Поразительный памятник этих настроений — некролог Евгению Замятину, напечатанный в «Возрождении» за 10 апреля 1937 года (№ 4072). Поэт-эмигрант ставит в заслугу советскому гражданину Замятину то, что тот, покинувший отечество, не общался с эмигрантами, не сотрудничал в их прессе и умер в нищете: «Его несчастье заключалось в том, что он не дожил до тех, быть может, уже недалеких дней, когда в советской России кончится лже-революционное мракобесие, с которым он боролся. Теперь, когда его уже нет, в самом СССР должны бы призвать к ответу тех „критиков“, которые выпихнули его за границу, лишив страну — честного человека, а литературу — талантливого работника». Ходасевич как будто проецировал судьбу Замятина на себя — десять лет назад, и завидовал его стойкости. Но он смотрел на ситуацию как будто «изнутри» советской литературы, что прежде было невозможно.
Не будем осуждать поэта, который издалека принял окончательное и кровавое торжество черно-красной сотни за предвестие ее поражения. Вскоре его иллюзии рухнули. Статья Ходасевича «О советской литературе» — мрачный постскриптум к десятилетним наблюдениям Гулливера: «За советской литературой становится невозможно „следить“, потому что следить в ней уже не за чем». В обществе, претендующем на достижение всеобщего счастья и всеведения, художнику места нет. «Кроме славословия, поскольку последний идеал еще не достигнут, советский писатель может заниматься „выкорчевыванием проклятого наследия“, исправлением „маленьких недостатков механизма“ и проклятиями по адресу „врагов народа“. Но и тут, всеведущий среди всеведущих, не может он сказать ничего нового, да и говорить, в сущности, не стоит, потому что заранее известно, и никто сомневаться не смеет, что наследие будет ликвидировано, недостатки исправлены, а троцкисты и бухаринцы расточатся, как полагается демонам» (Возрождение. 1938. 20 мая).

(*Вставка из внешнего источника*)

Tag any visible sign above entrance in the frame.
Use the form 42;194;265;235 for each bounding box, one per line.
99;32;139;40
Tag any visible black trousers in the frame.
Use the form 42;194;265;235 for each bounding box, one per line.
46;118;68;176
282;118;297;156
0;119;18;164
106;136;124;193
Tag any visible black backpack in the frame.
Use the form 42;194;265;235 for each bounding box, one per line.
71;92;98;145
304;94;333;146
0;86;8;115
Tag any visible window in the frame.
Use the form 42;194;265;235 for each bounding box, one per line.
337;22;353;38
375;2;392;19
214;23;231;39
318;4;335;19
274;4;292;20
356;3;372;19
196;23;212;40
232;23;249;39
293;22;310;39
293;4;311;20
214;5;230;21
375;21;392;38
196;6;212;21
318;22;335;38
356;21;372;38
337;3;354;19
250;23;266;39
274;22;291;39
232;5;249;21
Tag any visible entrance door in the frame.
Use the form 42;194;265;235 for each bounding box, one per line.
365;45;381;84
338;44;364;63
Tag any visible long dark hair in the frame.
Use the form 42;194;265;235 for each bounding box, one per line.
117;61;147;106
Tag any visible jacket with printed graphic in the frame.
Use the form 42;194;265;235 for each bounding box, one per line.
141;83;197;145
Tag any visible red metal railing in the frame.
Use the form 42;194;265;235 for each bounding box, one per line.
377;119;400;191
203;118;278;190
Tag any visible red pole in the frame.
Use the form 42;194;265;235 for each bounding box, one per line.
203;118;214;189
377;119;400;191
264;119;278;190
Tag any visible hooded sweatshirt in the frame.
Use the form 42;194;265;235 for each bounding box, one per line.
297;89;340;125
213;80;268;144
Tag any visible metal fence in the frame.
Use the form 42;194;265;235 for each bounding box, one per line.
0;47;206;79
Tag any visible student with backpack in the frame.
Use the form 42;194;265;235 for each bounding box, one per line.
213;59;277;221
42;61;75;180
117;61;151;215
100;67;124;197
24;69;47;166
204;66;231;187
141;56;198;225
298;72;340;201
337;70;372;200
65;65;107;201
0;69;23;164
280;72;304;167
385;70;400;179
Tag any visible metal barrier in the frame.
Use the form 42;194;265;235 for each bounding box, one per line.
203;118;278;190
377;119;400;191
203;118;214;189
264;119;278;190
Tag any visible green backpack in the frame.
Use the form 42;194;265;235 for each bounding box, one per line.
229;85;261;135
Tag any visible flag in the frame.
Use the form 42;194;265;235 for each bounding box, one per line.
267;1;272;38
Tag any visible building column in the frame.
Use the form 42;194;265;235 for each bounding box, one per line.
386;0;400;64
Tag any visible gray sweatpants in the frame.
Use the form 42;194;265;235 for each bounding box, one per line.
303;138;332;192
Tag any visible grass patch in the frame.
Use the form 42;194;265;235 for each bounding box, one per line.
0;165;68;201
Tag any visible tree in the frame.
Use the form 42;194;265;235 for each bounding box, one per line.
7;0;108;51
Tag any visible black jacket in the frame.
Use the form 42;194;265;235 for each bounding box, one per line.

На первый взгляд — очередное полемическое преувеличение. Но в оценке основной тенденции развития советской литературы, возобладавшей к концу 1930-х, Ходасевич весьма проницателен: «Происходит скольжение с линии Пушкина, Гоголя, Толстого, Достоевского примерно на линию Надсона, Горького, беллетристов-народников, а там, глядишь, и Мамина-Сибиряка. Весь очеркизм, а за ним пресловутый социалистический реализм вышли из этого скольжения». В такой литературе делать ему было нечего.